More Useless Fighting in the Alps;

A Singer Loses His Voice.

Special to The Great War Project.

(27 August) A true disaster hit the Salonica front (now Thessaloniki, Greece) in these days one hundred years ago.

A disastrous fire breaks out on August 18th – cause unclear – in the town of Salonica. Italian troops there joined Allied troops stationed there to try to put it out.

The great fire.

That proved beyond the capacity of the troops turned firefighters.

“Nearly half the city was burned down,” reports historian Martin Gilbert, “and 80,000 people were made homeless. The British base headquarters were destroyed.”

And, reports Gilbert, “as were almost all the stocks of quinine, needed to fight the scourge of the Salonica Front, the malarial mosquito.”

A munitions store filled with grenades had also blown up.
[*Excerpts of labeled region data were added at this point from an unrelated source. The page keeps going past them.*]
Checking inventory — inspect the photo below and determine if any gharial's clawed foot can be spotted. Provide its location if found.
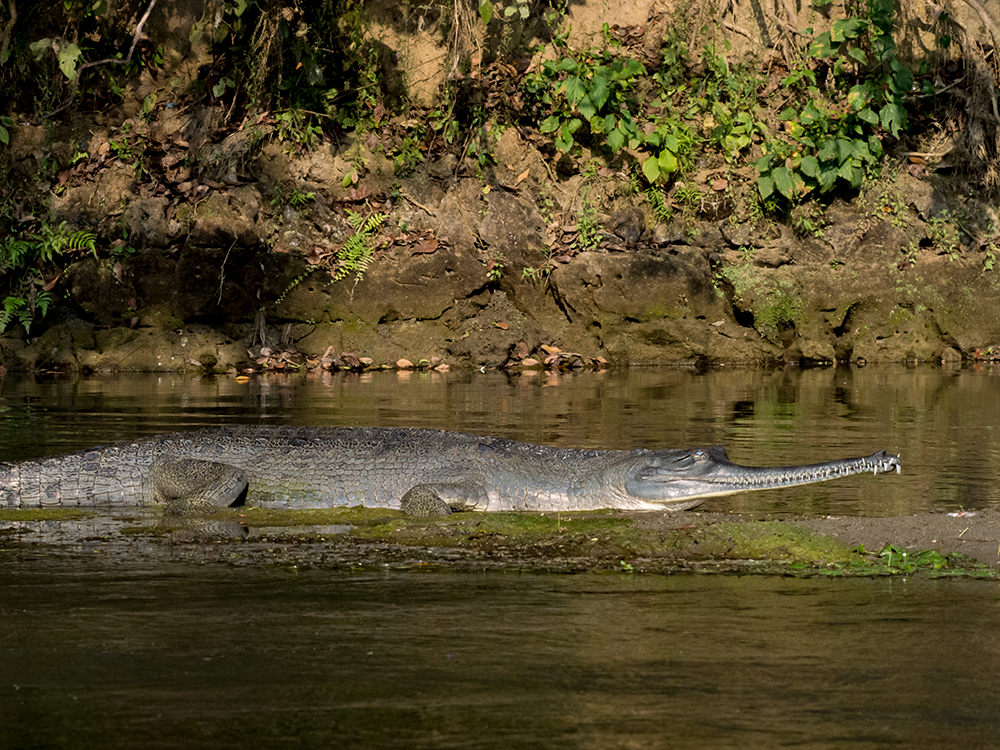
[399,485,451,516]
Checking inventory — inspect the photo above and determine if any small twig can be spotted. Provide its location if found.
[218,240,236,306]
[44,0,156,119]
[0,0,17,60]
[401,193,437,216]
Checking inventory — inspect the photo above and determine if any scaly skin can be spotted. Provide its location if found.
[0,427,900,513]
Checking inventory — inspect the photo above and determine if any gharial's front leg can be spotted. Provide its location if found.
[399,482,489,516]
[148,458,248,510]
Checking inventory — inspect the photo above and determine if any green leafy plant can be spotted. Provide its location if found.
[694,42,767,162]
[525,34,646,153]
[756,0,913,203]
[333,210,386,281]
[0,222,97,333]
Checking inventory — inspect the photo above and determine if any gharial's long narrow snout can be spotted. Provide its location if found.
[626,445,901,508]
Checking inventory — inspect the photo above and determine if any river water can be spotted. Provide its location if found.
[0,368,1000,748]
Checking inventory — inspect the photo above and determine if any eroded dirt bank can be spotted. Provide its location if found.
[0,0,1000,372]
[0,509,1000,577]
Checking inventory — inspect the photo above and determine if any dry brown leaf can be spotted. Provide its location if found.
[410,237,438,255]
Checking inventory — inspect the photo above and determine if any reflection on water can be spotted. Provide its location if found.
[0,558,1000,748]
[0,367,1000,515]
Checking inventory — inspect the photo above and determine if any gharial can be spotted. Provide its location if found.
[0,426,900,515]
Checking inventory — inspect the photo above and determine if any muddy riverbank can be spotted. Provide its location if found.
[0,508,1000,577]
[0,0,1000,373]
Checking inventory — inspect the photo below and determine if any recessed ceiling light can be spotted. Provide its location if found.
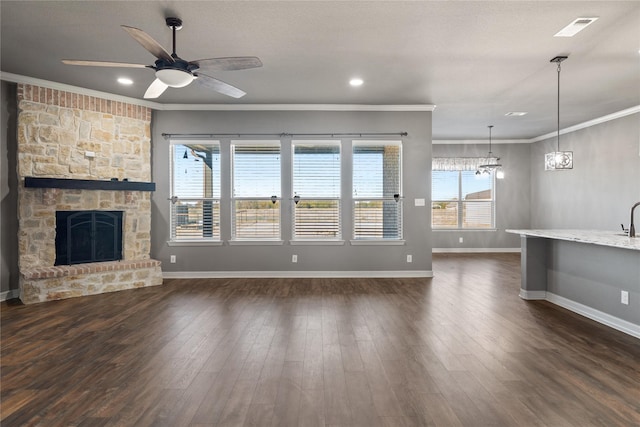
[553,17,598,37]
Aftermath of the Great Fire.

Salonica held many pleasures for the Allied troops passing through – reports one historian. “It was still possible to enjoy the natural beauty of the Gulf and to find some peace in the hills beyond the town. But there were many high spirits who looked for something noisier. That had gone up in smoke.”

“For the rest of the campaign,” reports Gilbert, “Salonica remained a desolate place.” Almost half the city burned down, writes one witness, Australian Olive King. “It will take the best part of two weeks to put the fire out and the city will remain a sooty ruin for the rest of the war.”

“The Salonica that existed before the war will never be rebuilt.”

The Salonica explosion coincided with the opening of another Italian offensive in the Balkan mountains, fought over by the Italians and the Austrians. And again, after several offensives in the Alps, it looked like the Italians held the upper hand.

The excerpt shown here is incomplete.